In 2016 Chung Wah signed a statement defending China’s actions in the South China Sea where it has made territorial claims disputed at the United Nations. “The Chinese nation has been a nation that values peace since ancient times, but if anyone plots wrongdoing, we will fully support the motherland in a just struggle”.
“China wants to expand influence. That something so obvious that it is benign,” Tan said. “It’s not like China is going to take over Australia or anything.”
A former senior figure within the Liberal party who has worked with the association has questioned whether its leadership is too close to the Chinese consulate and the Consul-General.
“With the tensions between China and Australia, I am concerned if things get worse these [may not be] good representatives of the Chinese community in Australia,” said the Liberal figure, who asked to remain anonymous so he could speak freely.

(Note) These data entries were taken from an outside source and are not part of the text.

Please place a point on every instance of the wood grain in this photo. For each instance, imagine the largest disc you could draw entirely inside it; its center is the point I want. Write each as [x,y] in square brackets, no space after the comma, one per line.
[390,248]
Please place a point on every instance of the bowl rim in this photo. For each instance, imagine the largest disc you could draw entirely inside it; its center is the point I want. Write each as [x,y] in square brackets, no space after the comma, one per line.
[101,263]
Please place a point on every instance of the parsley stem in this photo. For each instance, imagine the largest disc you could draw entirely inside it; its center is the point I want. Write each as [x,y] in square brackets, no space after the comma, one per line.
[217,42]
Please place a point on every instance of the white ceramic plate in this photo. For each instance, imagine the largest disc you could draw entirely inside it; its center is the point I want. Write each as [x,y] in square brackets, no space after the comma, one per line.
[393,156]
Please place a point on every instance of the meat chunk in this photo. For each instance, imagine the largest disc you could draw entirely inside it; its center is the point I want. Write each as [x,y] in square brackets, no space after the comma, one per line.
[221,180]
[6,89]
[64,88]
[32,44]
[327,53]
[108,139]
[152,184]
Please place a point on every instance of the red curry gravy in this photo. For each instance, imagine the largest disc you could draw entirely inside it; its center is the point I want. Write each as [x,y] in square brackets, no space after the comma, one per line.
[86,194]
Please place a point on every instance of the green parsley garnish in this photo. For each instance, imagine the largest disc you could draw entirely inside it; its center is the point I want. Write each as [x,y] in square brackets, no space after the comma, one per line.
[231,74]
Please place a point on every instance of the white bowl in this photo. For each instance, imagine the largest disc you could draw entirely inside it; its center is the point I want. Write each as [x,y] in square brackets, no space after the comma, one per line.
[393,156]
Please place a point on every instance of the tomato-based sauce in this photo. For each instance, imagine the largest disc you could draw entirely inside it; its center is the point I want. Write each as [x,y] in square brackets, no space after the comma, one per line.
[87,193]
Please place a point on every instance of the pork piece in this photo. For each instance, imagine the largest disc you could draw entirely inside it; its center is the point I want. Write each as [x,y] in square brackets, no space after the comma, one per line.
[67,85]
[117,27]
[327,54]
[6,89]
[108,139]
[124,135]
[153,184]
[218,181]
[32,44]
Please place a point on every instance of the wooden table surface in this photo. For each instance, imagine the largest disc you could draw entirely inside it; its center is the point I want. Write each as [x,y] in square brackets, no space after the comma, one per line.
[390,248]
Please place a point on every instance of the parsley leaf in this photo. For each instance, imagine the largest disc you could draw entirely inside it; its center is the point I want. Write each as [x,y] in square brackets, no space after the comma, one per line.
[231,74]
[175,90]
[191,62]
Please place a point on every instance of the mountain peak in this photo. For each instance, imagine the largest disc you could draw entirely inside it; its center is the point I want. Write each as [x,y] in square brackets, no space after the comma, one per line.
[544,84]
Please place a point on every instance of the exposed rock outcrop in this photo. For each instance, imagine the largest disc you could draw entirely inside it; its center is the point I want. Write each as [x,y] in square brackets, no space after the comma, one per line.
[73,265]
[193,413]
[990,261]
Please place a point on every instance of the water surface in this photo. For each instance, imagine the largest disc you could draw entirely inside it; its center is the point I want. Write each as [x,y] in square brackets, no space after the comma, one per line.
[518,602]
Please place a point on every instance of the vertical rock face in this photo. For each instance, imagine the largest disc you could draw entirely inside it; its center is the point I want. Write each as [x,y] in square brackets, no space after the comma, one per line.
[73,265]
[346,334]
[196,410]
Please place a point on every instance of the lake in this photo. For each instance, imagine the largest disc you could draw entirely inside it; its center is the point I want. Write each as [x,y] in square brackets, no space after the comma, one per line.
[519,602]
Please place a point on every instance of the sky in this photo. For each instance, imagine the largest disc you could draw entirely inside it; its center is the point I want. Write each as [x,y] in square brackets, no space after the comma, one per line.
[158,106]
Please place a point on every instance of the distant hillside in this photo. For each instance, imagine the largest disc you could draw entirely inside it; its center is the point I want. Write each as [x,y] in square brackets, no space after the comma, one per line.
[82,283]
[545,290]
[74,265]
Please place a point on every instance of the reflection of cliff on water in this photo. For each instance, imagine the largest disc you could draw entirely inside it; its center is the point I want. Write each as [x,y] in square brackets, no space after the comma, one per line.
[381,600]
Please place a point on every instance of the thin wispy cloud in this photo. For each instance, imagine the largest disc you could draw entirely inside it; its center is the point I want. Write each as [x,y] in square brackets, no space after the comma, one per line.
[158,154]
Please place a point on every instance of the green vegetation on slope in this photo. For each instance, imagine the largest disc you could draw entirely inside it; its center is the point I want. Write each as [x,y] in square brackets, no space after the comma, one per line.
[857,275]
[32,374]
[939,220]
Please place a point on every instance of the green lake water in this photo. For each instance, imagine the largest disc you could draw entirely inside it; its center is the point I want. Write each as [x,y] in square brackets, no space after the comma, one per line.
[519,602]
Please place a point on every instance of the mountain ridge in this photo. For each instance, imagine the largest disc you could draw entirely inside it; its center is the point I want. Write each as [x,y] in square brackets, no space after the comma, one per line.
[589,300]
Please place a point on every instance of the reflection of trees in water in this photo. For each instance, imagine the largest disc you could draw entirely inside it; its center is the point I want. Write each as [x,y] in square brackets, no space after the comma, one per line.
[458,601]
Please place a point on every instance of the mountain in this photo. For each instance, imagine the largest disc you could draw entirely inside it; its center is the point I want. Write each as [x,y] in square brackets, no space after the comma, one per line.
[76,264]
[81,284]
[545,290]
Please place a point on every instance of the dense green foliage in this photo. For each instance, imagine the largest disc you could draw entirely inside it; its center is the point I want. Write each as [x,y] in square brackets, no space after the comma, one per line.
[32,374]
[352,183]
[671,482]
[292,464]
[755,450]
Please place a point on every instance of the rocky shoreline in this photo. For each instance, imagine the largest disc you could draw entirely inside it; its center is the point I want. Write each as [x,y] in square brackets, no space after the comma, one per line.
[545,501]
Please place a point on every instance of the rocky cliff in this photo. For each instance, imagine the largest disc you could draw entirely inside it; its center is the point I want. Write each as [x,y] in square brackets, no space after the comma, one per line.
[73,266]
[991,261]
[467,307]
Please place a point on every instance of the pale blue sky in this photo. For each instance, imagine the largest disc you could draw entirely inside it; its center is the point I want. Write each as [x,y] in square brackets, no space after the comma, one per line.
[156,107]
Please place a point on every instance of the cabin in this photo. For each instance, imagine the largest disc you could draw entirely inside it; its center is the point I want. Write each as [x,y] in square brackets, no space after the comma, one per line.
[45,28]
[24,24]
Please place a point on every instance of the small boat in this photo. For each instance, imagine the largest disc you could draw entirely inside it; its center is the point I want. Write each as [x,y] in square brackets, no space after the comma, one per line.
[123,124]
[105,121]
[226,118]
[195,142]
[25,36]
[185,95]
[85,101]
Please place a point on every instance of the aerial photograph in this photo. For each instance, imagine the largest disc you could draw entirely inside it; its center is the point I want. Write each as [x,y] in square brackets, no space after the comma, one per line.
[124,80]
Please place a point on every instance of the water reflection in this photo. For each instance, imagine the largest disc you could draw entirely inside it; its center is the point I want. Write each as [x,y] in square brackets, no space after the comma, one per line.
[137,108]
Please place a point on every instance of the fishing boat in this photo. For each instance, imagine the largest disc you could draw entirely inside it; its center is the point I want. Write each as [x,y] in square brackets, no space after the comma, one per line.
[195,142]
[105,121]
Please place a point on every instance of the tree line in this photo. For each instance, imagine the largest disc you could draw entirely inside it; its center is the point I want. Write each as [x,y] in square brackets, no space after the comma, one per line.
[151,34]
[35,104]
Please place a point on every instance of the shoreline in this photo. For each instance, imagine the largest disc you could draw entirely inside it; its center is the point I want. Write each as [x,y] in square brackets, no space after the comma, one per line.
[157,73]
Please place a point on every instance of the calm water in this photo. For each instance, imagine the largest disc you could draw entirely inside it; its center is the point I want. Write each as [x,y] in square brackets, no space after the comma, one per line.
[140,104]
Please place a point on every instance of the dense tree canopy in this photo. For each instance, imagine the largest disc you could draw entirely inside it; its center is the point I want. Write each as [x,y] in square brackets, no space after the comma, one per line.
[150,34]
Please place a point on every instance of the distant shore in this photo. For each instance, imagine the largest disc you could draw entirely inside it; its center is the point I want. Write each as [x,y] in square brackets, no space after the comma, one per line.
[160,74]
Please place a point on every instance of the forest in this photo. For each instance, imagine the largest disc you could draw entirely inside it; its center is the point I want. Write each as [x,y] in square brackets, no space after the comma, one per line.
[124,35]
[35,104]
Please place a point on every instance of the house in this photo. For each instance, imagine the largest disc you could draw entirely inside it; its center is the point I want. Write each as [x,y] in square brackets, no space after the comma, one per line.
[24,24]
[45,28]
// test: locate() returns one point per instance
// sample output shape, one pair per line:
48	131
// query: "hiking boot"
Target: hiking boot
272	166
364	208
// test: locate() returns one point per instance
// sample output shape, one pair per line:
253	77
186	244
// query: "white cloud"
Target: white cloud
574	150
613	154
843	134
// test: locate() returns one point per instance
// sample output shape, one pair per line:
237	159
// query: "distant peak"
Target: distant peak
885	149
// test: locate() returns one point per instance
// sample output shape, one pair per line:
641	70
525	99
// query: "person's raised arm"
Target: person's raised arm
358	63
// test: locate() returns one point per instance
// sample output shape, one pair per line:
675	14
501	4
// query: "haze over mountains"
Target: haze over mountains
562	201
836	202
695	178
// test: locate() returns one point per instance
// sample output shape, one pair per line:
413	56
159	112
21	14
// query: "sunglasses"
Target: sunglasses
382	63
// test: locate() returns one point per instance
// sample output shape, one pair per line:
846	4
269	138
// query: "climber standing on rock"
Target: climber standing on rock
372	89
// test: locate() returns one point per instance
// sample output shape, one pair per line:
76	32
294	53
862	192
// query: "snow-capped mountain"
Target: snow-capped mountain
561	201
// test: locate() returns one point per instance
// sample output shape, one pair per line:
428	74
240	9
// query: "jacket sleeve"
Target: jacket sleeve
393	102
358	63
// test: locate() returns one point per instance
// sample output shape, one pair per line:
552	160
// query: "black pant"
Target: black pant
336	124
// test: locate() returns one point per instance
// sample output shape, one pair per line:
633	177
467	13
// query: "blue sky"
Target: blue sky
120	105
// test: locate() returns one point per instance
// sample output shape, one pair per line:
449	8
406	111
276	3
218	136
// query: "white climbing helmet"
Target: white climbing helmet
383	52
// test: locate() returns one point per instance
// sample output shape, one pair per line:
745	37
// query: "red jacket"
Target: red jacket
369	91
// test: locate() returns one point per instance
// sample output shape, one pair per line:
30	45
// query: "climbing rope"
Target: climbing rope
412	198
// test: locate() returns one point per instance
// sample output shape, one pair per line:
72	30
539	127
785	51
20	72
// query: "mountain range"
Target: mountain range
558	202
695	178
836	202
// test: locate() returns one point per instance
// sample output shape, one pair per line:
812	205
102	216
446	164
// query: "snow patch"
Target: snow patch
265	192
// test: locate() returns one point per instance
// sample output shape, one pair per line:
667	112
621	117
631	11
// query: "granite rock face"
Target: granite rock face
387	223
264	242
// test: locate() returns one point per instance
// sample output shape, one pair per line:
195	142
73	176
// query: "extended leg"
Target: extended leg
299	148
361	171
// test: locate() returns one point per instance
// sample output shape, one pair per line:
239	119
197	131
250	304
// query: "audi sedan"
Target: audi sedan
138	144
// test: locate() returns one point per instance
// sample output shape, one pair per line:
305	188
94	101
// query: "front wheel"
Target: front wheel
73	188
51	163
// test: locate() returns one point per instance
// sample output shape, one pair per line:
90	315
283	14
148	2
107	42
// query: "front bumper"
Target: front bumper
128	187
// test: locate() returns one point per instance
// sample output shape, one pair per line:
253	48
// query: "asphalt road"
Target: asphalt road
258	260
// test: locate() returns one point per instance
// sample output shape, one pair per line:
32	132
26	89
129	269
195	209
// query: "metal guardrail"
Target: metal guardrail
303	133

He said the association struggled to resist the pressures from the consulate, which often underwrote their functions, pressured them to host events and linked them to United Front groups.
The consulate and Chung Wah co-hosted the Chinese New Year Ball last year with Liberal and Labor MPs and a gala event in 2019 commemorating the 190th anniversary of Chinese migrants’ arrival in Western Australia.
Perth Chinese Consul-General Dong Zhihua, Chen, Zhang and McGowan dined together last year, photos published by the consulate reveal.
Chen denied any link between the consulate and Chung Wah. “They don’t have any influence at all,” he said.
He said the government committee work was focused on promoting multicultural harmony, not international affairs.
West Australian premier Mark McGowan announcing the grant to the Chung Wah Association with Ting Chen, left.Credit:Chung Wah Association
A spokeswoman for the McGowan government said it supported Chung Wah because it represented all sections of the state’s Chinese communities, which includes migrants from Mainland China, Hong Kong, Taiwan, Malaysia and Singapore.
Chen said the only feedback he had received on Hong Kong from members of the community was that they “supported the Hong Kong government instead of the pro-democracy movement” and that “some Hong Kong people were scammers who have put Chinese in Australia in a very difficult position”.
Asked about Xinjiang, where up to 1 million Muslim-minority Uighurs have been detained by Chinese authorities, Chen said he had not seen any evidence of human rights abuses and that “no one had raised the issue with him”.